The answer is 27(x-3)^2 (4x - 3) but I don't know how to get there. It would be very much appreciated if anyone can provide a step-by-step solution to how they got to the answer. It doesn't have to be too detailed.

• Oct 18th 2009, 07:37 PM
rn443
Quote:

Originally Posted by Archduke01
I'm having trouble finding the derivative of this function: x(3x - 9)^3

The answer is 27(x-3)^2 (4x - 3) but I don't know how to get there. It would be very much appreciated if anyone can provide a step-by-step solution to how they got to the answer. It doesn't have to be too detailed.

Set f(x) = x and g(x) = (3x - 9)^3. First calculate f'(x) and g'(x) individually using the chain rule. Then use the product rule to get d/dx f(x)g(x) = f'(x)g(x) + f(x)g'(x), substituting in the values you found for all of these functions.
• Oct 18th 2009, 07:41 PM
tonio
Quote:

Originally Posted by Archduke01
I'm having trouble finding the derivative of this function: x(3x - 9)^3

The answer is 27(x-3)^2 (4x - 3) but I don't know how to get there. It would be very much appreciated if anyone can provide a step-by-step solution to how they got to the answer. It doesn't have to be too detailed.

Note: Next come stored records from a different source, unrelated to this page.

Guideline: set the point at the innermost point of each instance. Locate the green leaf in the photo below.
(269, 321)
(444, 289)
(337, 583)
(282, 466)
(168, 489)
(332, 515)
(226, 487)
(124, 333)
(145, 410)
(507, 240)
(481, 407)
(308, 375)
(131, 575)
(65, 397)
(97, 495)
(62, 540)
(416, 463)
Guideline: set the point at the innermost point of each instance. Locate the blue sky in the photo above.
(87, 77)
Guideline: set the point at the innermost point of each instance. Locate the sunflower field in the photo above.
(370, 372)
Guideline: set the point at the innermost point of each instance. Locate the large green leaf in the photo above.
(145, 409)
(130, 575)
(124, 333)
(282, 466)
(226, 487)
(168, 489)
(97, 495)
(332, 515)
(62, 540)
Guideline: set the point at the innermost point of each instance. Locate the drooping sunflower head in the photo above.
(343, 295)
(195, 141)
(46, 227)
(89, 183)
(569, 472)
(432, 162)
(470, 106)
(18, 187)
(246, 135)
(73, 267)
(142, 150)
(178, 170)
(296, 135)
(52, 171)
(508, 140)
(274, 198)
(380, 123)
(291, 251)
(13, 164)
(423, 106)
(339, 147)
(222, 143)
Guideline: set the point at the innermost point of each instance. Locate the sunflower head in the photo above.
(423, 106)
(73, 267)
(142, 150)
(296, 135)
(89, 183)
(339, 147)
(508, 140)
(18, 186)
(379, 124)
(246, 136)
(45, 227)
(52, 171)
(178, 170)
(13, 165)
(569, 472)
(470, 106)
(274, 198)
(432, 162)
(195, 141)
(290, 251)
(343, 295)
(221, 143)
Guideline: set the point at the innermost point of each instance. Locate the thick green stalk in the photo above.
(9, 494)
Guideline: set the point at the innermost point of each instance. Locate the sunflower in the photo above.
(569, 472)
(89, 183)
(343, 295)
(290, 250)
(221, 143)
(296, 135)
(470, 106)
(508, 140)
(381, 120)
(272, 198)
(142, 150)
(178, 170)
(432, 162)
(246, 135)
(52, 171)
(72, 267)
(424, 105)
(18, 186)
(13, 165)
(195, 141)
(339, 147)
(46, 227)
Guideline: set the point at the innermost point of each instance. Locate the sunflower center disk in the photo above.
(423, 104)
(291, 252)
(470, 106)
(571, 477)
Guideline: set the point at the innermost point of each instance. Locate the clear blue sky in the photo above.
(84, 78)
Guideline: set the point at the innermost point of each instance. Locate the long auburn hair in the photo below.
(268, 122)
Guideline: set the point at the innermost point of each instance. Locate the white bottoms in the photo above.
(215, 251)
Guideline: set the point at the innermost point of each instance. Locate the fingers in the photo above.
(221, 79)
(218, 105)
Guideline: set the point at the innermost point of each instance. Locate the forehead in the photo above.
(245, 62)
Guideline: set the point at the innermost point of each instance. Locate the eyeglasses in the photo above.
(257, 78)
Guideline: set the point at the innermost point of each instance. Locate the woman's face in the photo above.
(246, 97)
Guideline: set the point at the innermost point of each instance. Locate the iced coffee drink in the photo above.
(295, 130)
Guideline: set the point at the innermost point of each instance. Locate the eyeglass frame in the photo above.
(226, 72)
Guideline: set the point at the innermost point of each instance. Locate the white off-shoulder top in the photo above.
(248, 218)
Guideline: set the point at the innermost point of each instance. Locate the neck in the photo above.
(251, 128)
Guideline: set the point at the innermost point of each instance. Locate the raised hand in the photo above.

$(x(3x-9)^3)' =1*(3x-9)^3+x*9(3x-9)^2=(3x-9)^2(3x-9+9x)=$
$9(x-3)^2(12x-9)=27(x-3)^2(4x-3)$

Tonio
• Oct 19th 2009, 07:58 AM
Archduke01
Thanks so much for clarifying, guys. I appreciate it.
• Oct 19th 2009, 12:34 PM
Archduke01
Quote:

Originally Posted by tonio
$(x(3x-9)^3)' =1*(3x-9)^3+x*9(3x-9)^2=(3x-9)^2(3x-9+9x)=$
$9(x-3)^2(12x-9)=27(x-3)^2(4x-3)$

Tonio

I don't understand that second line. Why is it $1*(3x-9)^3+x*9(3x-9)^2$?
• Oct 19th 2009, 01:04 PM
tonio
Quote:

Originally Posted by Archduke01
I don't understand that second line. Why is it $1*(3x-9)^3+x*9(3x-9)^2$?

Derivative of the first times the second plus the first times the derivative of the 2nd...the formula for derivative of a product! Of course, the second factor is composed, so you've to apply the chain rule ot it.